Héros et film hantés
Les fantômes d’Ismaël ramène Arnaud Desplechin à ses belles obsessions
Cinéaste s’étant toujours plu à mettre en scène les membres de sa famille, Ismaël en est à consacrer son plus récent film à son frère Ivan. Agent secret, Ivan n’adresse plus la parole à Ismaël, qui lui a fantasmé une intrigue politique cousue de jeux de coulisses et d’accointances louches. Or, couper les ponts avec Ismaël semble être affaire récurrente. Ainsi, Carlotta, son grand amour tourmenté, s’est-elle volatilisée vingt ans plus tôt, forçant l’artiste éploré à la déclarer légalement «absente». Mais voilà qu’au moment où Ismaël tombe sous le charme discret de la pragmatique Sylvia, la disparue reparaît, son mystère lui faisant manteau. Pour le compte (ou le conte), c’est l’existence d’Ismaël, qui est digne d’un film. Un très beau, en l’occurrence.
Avec Les fantômes d’Ismaël, Arnaud Desplechin continue de faire croître une oeuvre foisonnante au sein de laquelle la plupart des films s’interpellent et se font écho, reliés qu’ils sont par des personnages récurrents déclinés en maintes variations, celles-ci enracinées dans un terreau autobiographique poétisé par l’auteur, approche dont il dote son alter ego du moment, Ismaël Vuillard, patronyme familier pour qui fréquente son cinéma : Rois et reine, Un conte de Noël, Trois souvenirs de ma jeunesse…
La ville de Roubaix, chère à son enfance et à celle de son héros rattrapé par son film comme par son passé, demeure un lieu clé. C’est là qu’Ismaël se réfugie après que Sylvia l’eut quitté, une fois Carlotta revenue.
Construction virtuose
De nouveau, Desplechin fait cohabiter art et politique au gré d’une intrigue merveilleusement sinueuse, jamais précieuse. Le ton change constamment, joueur, passant de la comédie primesautière au mélodrame.

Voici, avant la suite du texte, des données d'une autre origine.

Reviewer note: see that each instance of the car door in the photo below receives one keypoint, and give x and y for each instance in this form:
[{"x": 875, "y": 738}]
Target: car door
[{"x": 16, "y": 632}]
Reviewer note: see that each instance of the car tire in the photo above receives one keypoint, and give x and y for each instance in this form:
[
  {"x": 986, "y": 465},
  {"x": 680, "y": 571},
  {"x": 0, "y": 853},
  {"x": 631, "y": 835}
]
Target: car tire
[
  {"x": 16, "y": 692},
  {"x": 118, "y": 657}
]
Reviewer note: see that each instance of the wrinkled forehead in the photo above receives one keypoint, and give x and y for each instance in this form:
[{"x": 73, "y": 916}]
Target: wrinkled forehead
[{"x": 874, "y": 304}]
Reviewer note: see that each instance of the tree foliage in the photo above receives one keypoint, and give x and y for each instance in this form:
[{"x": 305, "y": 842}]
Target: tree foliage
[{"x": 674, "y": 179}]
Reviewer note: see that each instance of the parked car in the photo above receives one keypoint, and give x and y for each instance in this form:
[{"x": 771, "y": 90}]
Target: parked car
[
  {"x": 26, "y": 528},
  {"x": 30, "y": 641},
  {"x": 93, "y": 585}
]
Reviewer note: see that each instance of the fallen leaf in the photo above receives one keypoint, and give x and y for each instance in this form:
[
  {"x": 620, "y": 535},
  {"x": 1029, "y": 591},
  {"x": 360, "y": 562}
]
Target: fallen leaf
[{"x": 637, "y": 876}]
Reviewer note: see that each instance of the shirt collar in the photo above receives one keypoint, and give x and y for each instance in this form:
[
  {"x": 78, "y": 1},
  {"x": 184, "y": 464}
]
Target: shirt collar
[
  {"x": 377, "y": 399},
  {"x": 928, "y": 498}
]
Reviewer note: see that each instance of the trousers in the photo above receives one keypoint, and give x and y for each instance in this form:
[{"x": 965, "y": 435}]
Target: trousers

Au détour d’un angle insolite, d’une inflexion musicale, on se retrouve en plein suspense gothique: on pense à ce plan de Charlotte Gainsbourg en haut des marches, son expression d’hôtesse polie virant à l’angoisse alors qu’elle s’apprête à annoncer à Ismaël que Carlotta l’attend en bas, elle dont le souvenir hantait déjà le récit longtemps avant son entrée en scène.
Les spectres sont nombreux, dans ce bien nommé long métrage, se manifestant certes dans l’histoire, mais également à l’image: flotte l’influence d’Hitchcock (Vertigo), de Bergman (Persona). Les points de vue s’alternent et l’on narre de toutes sortes de manières: en voix hors champ, face à la caméra, par montage associatif, etc.
D’ailleurs, la construction s’avère typiquement virtuose. Les ellipses se multiplient, à l’instar des temporalités qui, tantôt se télescopent, tantôt revêtent une structure gigogne.
La facture est elle aussi fort riche, quoique dénuée d’affectation. Le cinéaste doit beaucoup à ses complices Laurence Briaud, monteuse, et Irina Lubtchansky, directrice photo.
Précieux Amalric
Si la distribution aligne des visages connus de l’univers de Desplechin, à commencer par celui de Mathieu Amalric, son acteur fétiche, certains y apparaissent pour la première fois. C’est le cas de Marion Cotillard et Charlotte Gainsbourg, qui incarnent respectivement une Carlotta éthérée, guettée par la folie, et une Sylvia ancrée, quoique timide. Offrant des jeux contrastés, elles partagent cela dit une même grâce.
Quant à Amalric, il se révèle encore irremplaçable, l’emportement fragile, la névrose qui couve, émouvante… Narcissique comme le sont bien des créateurs, ce dont conviennent tant Desplechin que son protagoniste, Ismaël verra à terme sa vie et sa création fusionner.
En cela, il s’agit peut-être du film le plus intime d’Arnaud Desplechin. Car les fantômes d’Ismaël, ce sont d’abord les siens.
Les fantômes d’Ismaël
★★★★ 1/2
Drame psychologique d’Arnaud Desplechin. Avec Mathieu Amalric, Charlotte Gainsbourg, Marion Cotillard, Louis Garrel, Hyppolyte Girardot, Alba Rohrwacher. France, 2017, 134 minutes.